La elección del gobierno que administrará el dinero de unos cuarenta millones de españoles reside en la actitud y el estado de ánimo de un millón y medio de españoles, los únicos capaces de abstenerse o votar al PSOE, al PP o a cualquier otro partido que les caiga simpático. En realidad, si se supiera el domicilio de este millón y medio de españoles y estuvieran debidamente censados, la campaña electoral podría ser mucho menos cansada y los líderes podrían centrarse exclusivamente en ellos, ahorrándose más de un viaje.

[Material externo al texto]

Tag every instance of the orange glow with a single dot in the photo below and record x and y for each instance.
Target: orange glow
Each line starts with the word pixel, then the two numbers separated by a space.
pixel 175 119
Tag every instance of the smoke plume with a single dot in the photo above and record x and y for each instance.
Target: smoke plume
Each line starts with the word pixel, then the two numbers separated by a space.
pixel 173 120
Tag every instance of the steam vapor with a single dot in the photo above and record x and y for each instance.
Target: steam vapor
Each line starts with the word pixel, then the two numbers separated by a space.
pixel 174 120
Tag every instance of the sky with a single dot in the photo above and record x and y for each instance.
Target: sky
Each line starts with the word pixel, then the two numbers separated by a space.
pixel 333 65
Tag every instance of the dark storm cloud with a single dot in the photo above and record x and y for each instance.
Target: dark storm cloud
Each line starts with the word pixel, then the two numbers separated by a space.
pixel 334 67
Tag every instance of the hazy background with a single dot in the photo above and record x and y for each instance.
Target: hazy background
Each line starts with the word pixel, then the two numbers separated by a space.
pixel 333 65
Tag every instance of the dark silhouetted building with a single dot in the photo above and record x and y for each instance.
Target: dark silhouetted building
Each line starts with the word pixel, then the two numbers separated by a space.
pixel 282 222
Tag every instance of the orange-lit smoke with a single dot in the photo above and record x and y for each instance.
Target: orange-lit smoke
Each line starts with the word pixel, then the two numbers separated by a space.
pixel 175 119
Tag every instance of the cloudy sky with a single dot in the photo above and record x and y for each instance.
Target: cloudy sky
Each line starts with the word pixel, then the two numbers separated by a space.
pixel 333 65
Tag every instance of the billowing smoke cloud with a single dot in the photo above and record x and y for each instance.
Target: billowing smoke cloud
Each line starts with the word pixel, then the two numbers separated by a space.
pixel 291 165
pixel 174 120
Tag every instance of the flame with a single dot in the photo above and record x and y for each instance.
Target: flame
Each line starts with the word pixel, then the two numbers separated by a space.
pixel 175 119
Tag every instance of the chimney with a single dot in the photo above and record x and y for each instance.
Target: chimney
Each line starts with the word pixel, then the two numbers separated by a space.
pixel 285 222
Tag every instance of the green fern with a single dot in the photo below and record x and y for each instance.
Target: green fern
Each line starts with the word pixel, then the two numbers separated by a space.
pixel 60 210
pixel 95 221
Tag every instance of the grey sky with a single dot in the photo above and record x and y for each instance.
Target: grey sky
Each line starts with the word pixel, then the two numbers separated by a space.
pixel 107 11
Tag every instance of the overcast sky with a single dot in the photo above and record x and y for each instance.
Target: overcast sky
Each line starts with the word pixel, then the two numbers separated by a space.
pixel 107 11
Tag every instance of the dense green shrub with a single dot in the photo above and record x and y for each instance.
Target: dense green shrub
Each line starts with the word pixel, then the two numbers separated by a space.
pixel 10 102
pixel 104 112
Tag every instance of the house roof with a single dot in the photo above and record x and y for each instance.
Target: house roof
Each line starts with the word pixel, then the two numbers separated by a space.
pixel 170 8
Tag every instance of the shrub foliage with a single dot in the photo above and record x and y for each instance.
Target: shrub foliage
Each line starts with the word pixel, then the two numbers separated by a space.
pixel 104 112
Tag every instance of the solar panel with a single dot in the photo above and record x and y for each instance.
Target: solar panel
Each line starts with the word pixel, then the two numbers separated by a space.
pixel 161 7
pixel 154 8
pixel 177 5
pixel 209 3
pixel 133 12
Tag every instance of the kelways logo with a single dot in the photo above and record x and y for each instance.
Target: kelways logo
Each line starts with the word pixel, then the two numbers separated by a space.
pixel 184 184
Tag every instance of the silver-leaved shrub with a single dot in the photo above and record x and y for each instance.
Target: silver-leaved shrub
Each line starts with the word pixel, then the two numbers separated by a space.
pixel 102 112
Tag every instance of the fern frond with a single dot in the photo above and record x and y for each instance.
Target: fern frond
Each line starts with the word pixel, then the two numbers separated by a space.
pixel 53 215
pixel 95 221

La gran masa electora vota a piñón fijo, de una manera tan fiel, como imperturbable, tan tradicional como impasible. Bajo la consigna "serán unos hijos de puta, pero son nuestros hijos de puta", dicho sea con perdón y verbigracia, sin ningún ánimo ofensivo, millones de persona votan a los grandes partidos, sin importarles si lo han hecho bien, si lo han hecho mal o como vayan a hacerlo en caso de que ganen las elecciones. El disputado voto del señor Cayo , como escribiría Delibes, se transforma así en un voto soñado y anhelado por los candidatos. Y de la misma manera que el pastor de almas se preocupa mucho más por el pecador que por el virtuoso, y deja las ovejas solas y se lanza en busca de la oveja perdida, así el candidato se obsesiona y le causa insomnio este elector versátil, que es capaz de votar un año PSOE y, otro, al PP, o al contrario, sin ningún empacho ni repugnancia, no sé a dónde vamos a parar, que dicen los fundamentalistas de los partidos, asombrados de que la única religión verdadera, perdón quiero decir el único partido noble, pueda ser despreciado a favor de otro.

Matices tan inaprensibles como la meteorología, la irritación ante una frase, los ritmos biológicos, la atención recibida en una ventanilla, una multa en carretera o la opinión escuchada al jefe pueden determinar la elección de la papeleta e inclinar el ánimo. Y eso determina un gobierno.